Both are important in order to understand my response.  Here is that
paragraph:

> I do not cease to be amazed by the hubris of human beings who imagine they can fathom  > the intentions and actions of a being (God) whom they assert created the entire universe,
> an act which implies a God-mind and capabilities beyond anything the human mind can     > conceive.

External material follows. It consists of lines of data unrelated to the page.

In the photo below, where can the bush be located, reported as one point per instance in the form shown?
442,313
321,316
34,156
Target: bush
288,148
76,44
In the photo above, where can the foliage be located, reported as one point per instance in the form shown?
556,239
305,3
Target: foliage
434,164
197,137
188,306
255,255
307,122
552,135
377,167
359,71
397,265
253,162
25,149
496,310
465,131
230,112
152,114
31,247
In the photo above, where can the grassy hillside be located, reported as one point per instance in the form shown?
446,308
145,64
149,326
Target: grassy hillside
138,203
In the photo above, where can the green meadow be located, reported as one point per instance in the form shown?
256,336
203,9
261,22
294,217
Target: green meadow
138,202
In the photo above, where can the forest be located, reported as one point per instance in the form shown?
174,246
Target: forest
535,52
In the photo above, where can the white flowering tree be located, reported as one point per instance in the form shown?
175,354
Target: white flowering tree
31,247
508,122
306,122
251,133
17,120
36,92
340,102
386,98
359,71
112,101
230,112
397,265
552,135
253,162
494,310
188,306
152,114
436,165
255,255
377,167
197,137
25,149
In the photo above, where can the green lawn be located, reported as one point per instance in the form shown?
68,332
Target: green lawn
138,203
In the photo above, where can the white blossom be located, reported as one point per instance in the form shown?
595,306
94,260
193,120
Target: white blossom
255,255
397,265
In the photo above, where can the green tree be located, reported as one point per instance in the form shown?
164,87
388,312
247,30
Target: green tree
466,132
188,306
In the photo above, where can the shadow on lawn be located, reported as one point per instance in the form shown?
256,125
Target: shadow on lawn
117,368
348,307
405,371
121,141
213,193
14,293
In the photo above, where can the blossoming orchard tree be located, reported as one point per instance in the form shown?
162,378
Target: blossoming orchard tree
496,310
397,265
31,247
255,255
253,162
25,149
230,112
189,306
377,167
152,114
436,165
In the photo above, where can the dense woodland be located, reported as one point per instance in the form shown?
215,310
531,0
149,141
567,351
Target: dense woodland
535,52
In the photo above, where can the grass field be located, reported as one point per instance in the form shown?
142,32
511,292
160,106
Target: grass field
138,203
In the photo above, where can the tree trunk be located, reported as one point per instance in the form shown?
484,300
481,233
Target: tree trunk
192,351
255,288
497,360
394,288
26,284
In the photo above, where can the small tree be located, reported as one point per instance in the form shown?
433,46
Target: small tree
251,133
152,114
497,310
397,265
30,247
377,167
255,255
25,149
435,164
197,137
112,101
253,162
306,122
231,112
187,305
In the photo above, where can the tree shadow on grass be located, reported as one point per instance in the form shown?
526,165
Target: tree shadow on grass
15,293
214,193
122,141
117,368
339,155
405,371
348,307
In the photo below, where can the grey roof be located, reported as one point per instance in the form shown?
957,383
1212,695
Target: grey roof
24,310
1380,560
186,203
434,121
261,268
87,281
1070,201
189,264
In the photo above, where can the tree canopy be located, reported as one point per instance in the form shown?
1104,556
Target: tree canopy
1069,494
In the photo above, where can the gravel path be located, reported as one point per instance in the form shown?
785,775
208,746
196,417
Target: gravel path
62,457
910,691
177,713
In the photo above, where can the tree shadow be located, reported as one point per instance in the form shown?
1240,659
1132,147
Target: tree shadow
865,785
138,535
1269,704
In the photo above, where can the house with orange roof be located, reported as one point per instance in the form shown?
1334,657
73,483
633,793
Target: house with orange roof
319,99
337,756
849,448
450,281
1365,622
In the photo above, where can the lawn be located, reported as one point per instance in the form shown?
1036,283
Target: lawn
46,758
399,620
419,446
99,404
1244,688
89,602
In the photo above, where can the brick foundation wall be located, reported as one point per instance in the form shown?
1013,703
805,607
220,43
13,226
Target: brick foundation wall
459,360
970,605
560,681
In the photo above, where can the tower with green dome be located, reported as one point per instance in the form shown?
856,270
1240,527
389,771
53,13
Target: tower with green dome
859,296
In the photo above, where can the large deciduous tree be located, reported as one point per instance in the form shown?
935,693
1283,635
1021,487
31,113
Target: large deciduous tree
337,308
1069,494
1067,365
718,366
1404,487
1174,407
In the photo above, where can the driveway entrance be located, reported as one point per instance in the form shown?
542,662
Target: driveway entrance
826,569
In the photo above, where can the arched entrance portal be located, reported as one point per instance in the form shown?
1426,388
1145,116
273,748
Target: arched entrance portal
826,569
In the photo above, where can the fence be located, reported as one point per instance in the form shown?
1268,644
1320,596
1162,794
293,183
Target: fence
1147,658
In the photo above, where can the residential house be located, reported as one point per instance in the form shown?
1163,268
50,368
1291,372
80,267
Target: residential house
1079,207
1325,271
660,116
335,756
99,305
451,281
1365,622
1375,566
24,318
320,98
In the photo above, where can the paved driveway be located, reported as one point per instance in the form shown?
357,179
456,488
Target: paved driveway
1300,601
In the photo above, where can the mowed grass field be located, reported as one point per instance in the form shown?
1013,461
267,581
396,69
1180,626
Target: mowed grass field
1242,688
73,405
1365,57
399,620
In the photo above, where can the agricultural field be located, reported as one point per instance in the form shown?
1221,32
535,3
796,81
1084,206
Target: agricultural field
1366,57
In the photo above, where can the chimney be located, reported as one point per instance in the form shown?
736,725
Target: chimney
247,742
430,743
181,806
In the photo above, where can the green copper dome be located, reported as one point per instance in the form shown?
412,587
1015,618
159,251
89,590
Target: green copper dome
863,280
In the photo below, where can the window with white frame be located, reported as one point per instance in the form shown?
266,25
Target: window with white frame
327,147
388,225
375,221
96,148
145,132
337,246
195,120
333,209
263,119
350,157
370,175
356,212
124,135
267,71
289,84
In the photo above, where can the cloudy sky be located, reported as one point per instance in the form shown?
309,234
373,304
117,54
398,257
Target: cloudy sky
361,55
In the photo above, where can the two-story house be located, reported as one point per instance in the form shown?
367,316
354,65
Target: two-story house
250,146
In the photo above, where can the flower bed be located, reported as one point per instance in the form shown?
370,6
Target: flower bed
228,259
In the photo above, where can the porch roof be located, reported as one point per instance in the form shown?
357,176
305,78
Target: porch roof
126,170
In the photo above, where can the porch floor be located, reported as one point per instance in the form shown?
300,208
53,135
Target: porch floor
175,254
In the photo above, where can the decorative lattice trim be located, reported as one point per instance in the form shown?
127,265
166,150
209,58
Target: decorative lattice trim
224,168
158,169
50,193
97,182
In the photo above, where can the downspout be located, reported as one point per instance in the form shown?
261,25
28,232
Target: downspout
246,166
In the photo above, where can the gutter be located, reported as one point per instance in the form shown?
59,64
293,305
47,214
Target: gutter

This is the sentiment which I have never understood, particularly the
"hubris" part.  It doesn't require hubris to speculate on the
intention or actions of a being whose existence we are only surmising
in the first place.  It requires only the same imagination that we
used to invent Him.  It would be possible hubris, if, like the spider,
we KNEW (and let's not get mired in epistemological debate here) that
God existed.

I used the word "registered" in my original response in an attempt to
make clear that I did not believe that the spider was actually aware
of, or conscious of, us as human beings.  I doubt that the spider
possesses anything resembling a mind.  I was merely following (I
thought) from your original analogy, and your analogy only works if
the spider at some level perceives that a mind exists which is a
primary causative agent.

To put it another way, discarding the analogy: if I knew that God
existed (some primary, _deliberate_ causative agent), then it would
possibly be hubris to try to divine His intentions or actions.  It
would also be human nature, which, as a human, I am unable to avoid. 
Hubris also implies pride, and I don't have to be feeling pride to
exercise (or be gripped by) a very human curiosity.  I don't know
about you, but I always try to understand that which makes me curious,
which always involves theorizing and attempted explanations, no matter
how off the mark they may be.   However, I definitely DO NOT know, nor
does any man, whether any primary, _deliberate_ causative agent (God)
exists, so even if this need to satisfy my curiosity could be called
hubris, it couldn't be called hubris here.